A Stata package for t-test graphs - Update: tables with significance levels in Stata console and LaTeX
v. 2.3 - Minor bugs fixed
This package generates a stacked coefficient plot for two-tailed t-tests. It is very useful for showcasing, through a very simple line of code, a graphical representation of covariates imbalance between groups. Several dependent variables can be tested in a single run. Results can be stored in a LaTeX table.
On 30th March 2023, dgraph was uploaded to the Statistical Software Components (SSC) archive.
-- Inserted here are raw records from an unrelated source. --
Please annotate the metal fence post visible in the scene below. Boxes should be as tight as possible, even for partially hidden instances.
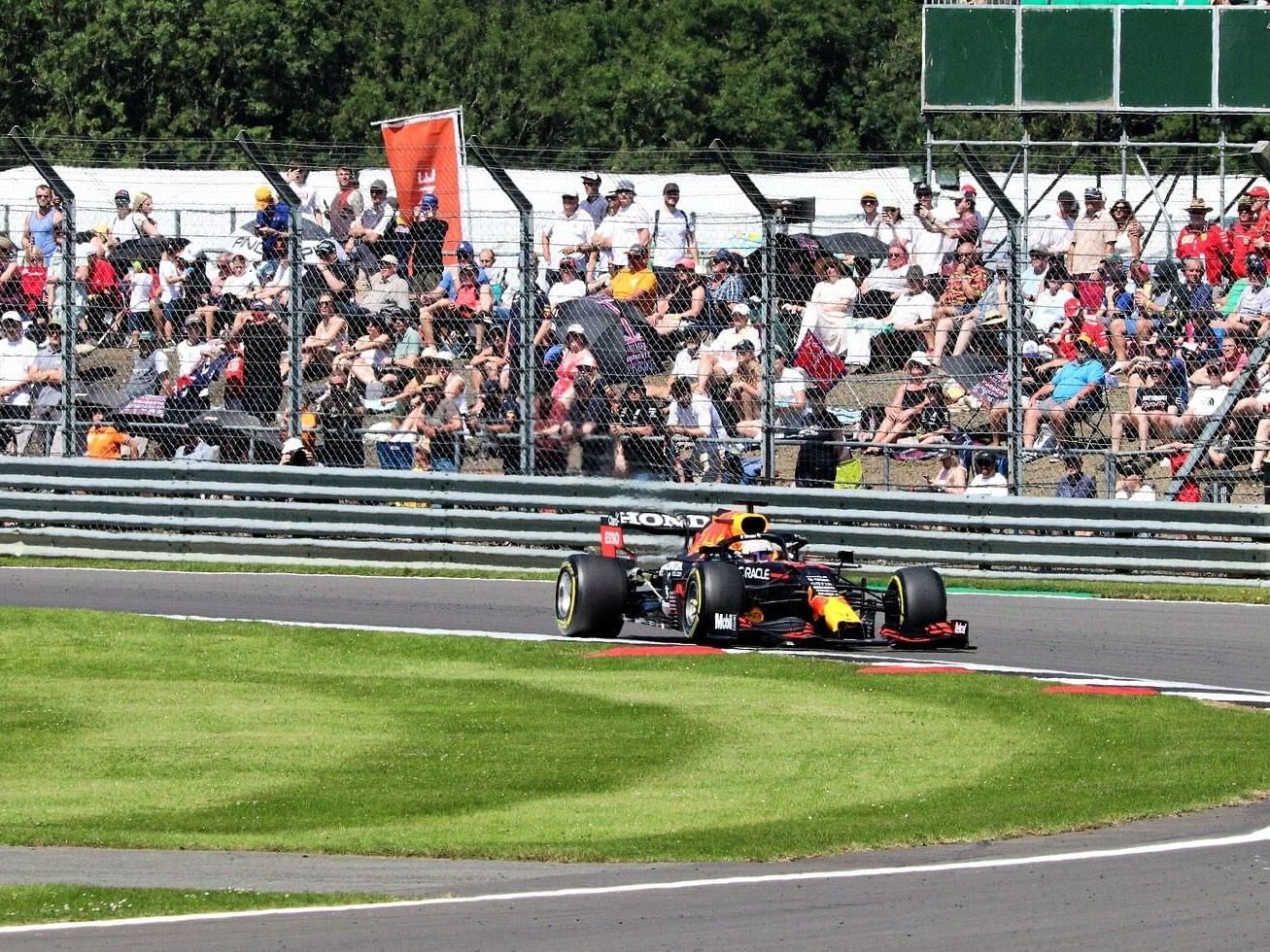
[710,138,777,483]
[5,125,79,456]
[231,129,305,436]
[467,136,537,473]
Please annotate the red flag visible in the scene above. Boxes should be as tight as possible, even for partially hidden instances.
[380,109,463,249]
[794,331,847,390]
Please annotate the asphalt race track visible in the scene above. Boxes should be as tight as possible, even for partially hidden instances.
[0,568,1270,949]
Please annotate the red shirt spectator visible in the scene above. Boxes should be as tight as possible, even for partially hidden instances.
[1175,195,1230,285]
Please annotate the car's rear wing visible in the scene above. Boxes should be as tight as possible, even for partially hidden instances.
[600,509,710,559]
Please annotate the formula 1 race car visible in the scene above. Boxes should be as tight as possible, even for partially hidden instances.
[555,508,971,649]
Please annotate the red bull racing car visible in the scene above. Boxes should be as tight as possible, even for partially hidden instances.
[555,508,972,650]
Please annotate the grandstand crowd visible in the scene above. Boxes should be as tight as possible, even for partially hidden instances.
[0,165,1270,499]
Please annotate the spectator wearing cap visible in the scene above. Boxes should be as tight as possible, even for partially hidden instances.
[405,191,450,293]
[329,165,365,244]
[699,248,749,334]
[551,323,597,409]
[542,190,596,279]
[252,186,291,270]
[0,311,38,453]
[1174,195,1230,285]
[698,305,762,393]
[1213,254,1270,338]
[608,245,669,317]
[1054,453,1099,499]
[578,171,608,228]
[1067,187,1117,281]
[1112,359,1182,453]
[1225,195,1260,278]
[1023,335,1105,450]
[584,179,651,262]
[927,241,989,367]
[860,241,910,303]
[1112,198,1147,260]
[653,257,706,334]
[401,373,463,472]
[105,187,137,253]
[357,254,410,315]
[781,255,868,363]
[1034,189,1081,258]
[344,179,396,272]
[651,182,698,278]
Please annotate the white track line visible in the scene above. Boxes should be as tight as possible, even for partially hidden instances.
[10,827,1270,935]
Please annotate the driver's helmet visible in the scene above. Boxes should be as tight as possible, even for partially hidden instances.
[736,538,781,562]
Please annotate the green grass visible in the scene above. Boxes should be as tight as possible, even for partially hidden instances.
[0,609,1270,861]
[0,883,394,926]
[0,556,1270,604]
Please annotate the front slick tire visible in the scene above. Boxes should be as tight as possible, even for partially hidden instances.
[682,562,745,642]
[555,555,628,638]
[884,564,948,632]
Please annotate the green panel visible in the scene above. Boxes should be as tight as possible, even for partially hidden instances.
[922,7,1014,109]
[1217,8,1270,109]
[1022,8,1116,109]
[1120,8,1213,109]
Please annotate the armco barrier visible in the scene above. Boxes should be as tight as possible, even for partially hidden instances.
[0,457,1270,580]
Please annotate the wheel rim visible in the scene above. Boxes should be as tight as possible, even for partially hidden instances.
[683,576,701,634]
[556,572,572,621]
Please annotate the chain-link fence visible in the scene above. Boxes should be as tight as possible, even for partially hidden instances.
[0,138,1270,501]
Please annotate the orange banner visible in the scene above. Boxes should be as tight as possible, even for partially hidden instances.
[380,109,463,256]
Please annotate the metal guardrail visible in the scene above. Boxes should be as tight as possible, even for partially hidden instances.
[0,457,1270,580]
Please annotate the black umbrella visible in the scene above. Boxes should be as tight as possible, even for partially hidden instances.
[815,231,886,257]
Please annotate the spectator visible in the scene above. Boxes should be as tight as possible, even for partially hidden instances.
[560,364,613,476]
[0,311,38,453]
[1225,195,1260,278]
[1213,254,1270,336]
[1112,360,1182,453]
[964,453,1010,499]
[609,245,670,317]
[666,377,728,483]
[1174,195,1230,285]
[406,193,450,293]
[609,381,671,481]
[860,241,910,303]
[330,165,365,245]
[782,255,868,355]
[651,182,698,279]
[589,179,650,264]
[86,410,132,459]
[357,254,410,315]
[17,318,63,456]
[1037,189,1077,261]
[1023,335,1105,450]
[698,305,762,393]
[1067,187,1118,281]
[314,365,365,468]
[401,373,463,472]
[123,330,173,400]
[926,444,969,496]
[927,241,988,367]
[1116,463,1155,502]
[699,249,749,334]
[581,171,608,229]
[21,186,63,260]
[1054,453,1099,499]
[653,257,706,334]
[286,161,326,227]
[1112,198,1146,261]
[252,186,291,269]
[861,351,931,456]
[542,191,597,283]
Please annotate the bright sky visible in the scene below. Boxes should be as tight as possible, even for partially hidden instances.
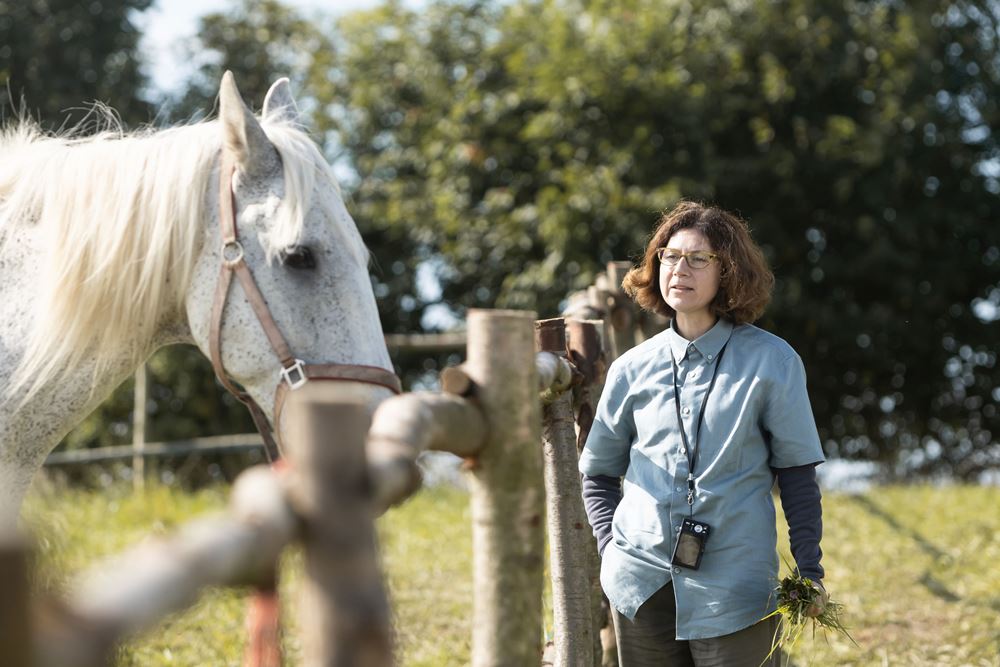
[138,0,402,90]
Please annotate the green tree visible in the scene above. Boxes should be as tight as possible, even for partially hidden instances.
[323,0,1000,476]
[167,0,330,116]
[0,0,152,128]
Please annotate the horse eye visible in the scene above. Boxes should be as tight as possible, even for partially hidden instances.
[281,245,316,269]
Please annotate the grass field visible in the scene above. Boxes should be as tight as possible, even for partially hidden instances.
[25,484,1000,667]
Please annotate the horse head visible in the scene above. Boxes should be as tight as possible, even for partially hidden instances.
[185,72,396,448]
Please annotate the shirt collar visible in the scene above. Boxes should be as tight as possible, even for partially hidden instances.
[667,317,733,363]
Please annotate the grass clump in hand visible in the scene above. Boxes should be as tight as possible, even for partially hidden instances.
[761,571,858,664]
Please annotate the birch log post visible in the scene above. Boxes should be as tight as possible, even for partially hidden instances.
[285,382,393,667]
[0,535,34,665]
[566,319,618,667]
[535,318,595,667]
[464,310,545,667]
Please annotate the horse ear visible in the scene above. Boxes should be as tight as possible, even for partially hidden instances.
[219,70,277,173]
[261,77,299,123]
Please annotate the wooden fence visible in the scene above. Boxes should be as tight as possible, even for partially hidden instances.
[13,266,656,667]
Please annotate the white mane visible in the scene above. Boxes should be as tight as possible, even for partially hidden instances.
[0,113,366,397]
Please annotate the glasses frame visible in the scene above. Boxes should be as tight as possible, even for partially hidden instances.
[656,247,719,271]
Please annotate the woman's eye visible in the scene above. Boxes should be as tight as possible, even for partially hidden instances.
[281,245,316,269]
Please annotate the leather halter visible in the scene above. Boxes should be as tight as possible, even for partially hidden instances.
[209,151,402,461]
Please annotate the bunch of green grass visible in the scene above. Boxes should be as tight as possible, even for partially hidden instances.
[761,570,858,664]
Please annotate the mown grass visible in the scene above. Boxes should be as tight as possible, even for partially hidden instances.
[25,485,1000,667]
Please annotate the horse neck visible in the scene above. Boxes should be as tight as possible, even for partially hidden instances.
[0,222,176,464]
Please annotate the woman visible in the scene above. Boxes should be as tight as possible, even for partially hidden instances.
[580,202,825,667]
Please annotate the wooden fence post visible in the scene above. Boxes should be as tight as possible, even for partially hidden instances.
[283,381,393,667]
[465,310,545,667]
[0,536,34,665]
[535,318,596,667]
[566,319,618,667]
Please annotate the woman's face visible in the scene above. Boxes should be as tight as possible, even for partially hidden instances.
[660,229,720,317]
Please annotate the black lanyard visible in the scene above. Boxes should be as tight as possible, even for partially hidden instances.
[670,341,729,515]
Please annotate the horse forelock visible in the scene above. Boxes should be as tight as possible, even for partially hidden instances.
[0,111,364,397]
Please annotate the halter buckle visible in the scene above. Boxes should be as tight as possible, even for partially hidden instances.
[281,359,309,391]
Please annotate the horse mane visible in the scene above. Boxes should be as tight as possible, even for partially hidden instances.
[0,110,367,400]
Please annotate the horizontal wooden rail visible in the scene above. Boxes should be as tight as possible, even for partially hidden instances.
[45,433,264,466]
[34,466,298,667]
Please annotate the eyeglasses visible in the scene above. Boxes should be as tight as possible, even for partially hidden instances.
[656,248,719,269]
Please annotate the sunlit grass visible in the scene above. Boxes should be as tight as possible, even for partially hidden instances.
[25,485,1000,667]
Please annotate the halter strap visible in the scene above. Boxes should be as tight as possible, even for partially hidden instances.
[209,151,402,461]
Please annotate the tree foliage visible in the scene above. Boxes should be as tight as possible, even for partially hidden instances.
[0,0,152,128]
[327,0,1000,475]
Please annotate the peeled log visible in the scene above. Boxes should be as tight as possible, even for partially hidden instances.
[366,392,486,512]
[465,310,545,667]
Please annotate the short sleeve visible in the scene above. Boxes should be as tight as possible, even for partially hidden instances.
[580,364,635,477]
[761,353,825,468]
Details about the functionalities of this package can be accessed by typing on the Stata prompt (after the installation):
help dgraph
To install the package, copy and paste in your Stata prompt this line (install from SSC):
ssc install dgraph, replace
or this line (install from GitHub):
net install dgraph, from("https://raw.githubusercontent.com/DiegoCiccia/dgraph/main") replace
syntax varlist(min=1) [if] [in], by(string)
[
label long reverse echo suppress ci(num)
title(string) subtitle(string)
lc(string) lp(string) lw(num)
mc(string) msize(string)
sl(num) sw(num)
seplc(string) seplp(string) seplw(num)
labsize(num) labangle(num)
scheme(string) ysize(num) xsize(num)
saving(string) replace tabsaving(string)
]
- varlist: (required) outcome variables. Only numeric variables can be included in varlist.
- by(): (required) dummy variable defining two estimation groups. It can be numeric or string, but it must take only two distinct values.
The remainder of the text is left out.